The first punch came out of nowhere, taking me by surprise. It hit me at the side of my head. Pain radiated down my cheek and jaw. Before I had figured out who had thrown it, another punch came, then another, all hitting me in the head. I brought up my hands to my face to protect myself. Someone kicked me hard in the stomach, taking my breath away. Another kick followed, landing at the side of my waist; another punch hit me smack in the ear. My head was ringing.

Disoriented, I sank to my knees as the punches and kicks kept raining over me. The girls had turned into one big entity of arms and legs that lashed out, striking me with devastating power wherever they could reach. The pain that had paralyzed me seemed to lessen as my consciousness began to falter. I had stopped trying to defend myself, hoping that my willingness to receive their beating would make them stop sooner.

Somehow, I found myself on my back, the girls hanging over me like a gigantic, multi-headed monster. With what was left of my strength, I tried pushing myself up. Tara’s voice rang out, “Hold her down, Jenni!”

In a moment of lucidity, I noticed how Jenni came down on her knees beside her. Cold, hard hands wrapped themselves around my neck and pushed me down to the ground. I gasped for breath, the panic washing over me. I was going to die. I was sure of it. But I didn’t want to die. I had to make them stop. How could I make them stop?

The way Jenni’s hands were pressing against my neck, it was impossible to get any words out.

I searched the faces around me for one that would help me, realize that what they were doing wasn’t right. I didn’t deserve to die. I had taken enough.

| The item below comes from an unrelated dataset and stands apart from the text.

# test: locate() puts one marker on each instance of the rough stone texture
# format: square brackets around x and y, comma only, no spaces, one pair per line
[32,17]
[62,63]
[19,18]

But all I saw were black eyes and grimacing faces. Mouths that moved, screaming soundless words. Sometime around then a warm, fuzzy cloud appeared, enfolding me, taking me away. And it was finally over.

Dylan

“Are you kidding?” Nina said. She and I were sitting together at the bar counter in a restaurant called Dillon’s. It had taken me several texts and calls before she finally picked up the phone so I could tell her the great news, in case she hadn’t heard yet. When I finally got a hold of her, she’d agreed to come meet me at Dillon’s, but only because it was so close to her house.

“No,” I said, smiling big. “It’s the truth! Saw it on the news this afternoon. It’ll be all over the newspapers tomorrow, hopefully with more details.”

Closing her eyes, Nina covered the lower part of her face as she digested the great news.

“Well, they did tell one very interesting detail already,” I continued.

Nina looked at me and removed her hands. “What’s that?”

“The woman used the shoulder strap of your bag to strangle Emma.”

Nina’s mouth dropped open. “
No
.”

“That’s what they said on the breaking news. I guess that was a smart move since it did throw the cops off track. It’s not like everyone walks around with a chain to strangle someone with when the mood strikes them. But you happened to lay passed out close by. With a chain strap bag.”

“Amazing that no one saw her do it.”

“Yes, she was very lucky. But it was after all very dark in that club. And packed with mostly drunk people. So maybe not that strange after all.”

Nina inhaled, looking pleased. “Well, that means I’m pretty much off the hook.”

I put an arm around her shoulders and pulled her close. I kissed the top of her head. “Yes, it sure does. But I never thought you were the killer in the first place. Not really.” I looked away in a way I hoped wouldn’t be obvious, not daring to meet her gaze for fear of the lie being visible on my face.

Nina huffed. “Yes, you did!”

I lowered my gaze, knowing it was no point in trying to play innocent. “Okay, okay, maybe I did. For a little while. But that was before I knew better. I was temporarily insane. Please forgive me.”

She snuggled up to me. “I do forgive you. It’s not like it’s
that
strange that you did.” She kissed my earlobe. “Well, as long as you come with me to Nixon’s birthday party on Friday, I forgive you. I did notice that you weren’t all that eager to come when I asked you. Hmm.” She tilted her head, assuming a coquettish face. “I wonder if that might have anything to do with the fact that you thought I’d killed Emma after all.” An astute expression replaced the cutesiness. “Seriously, I could totally tell how worried you were all that night.”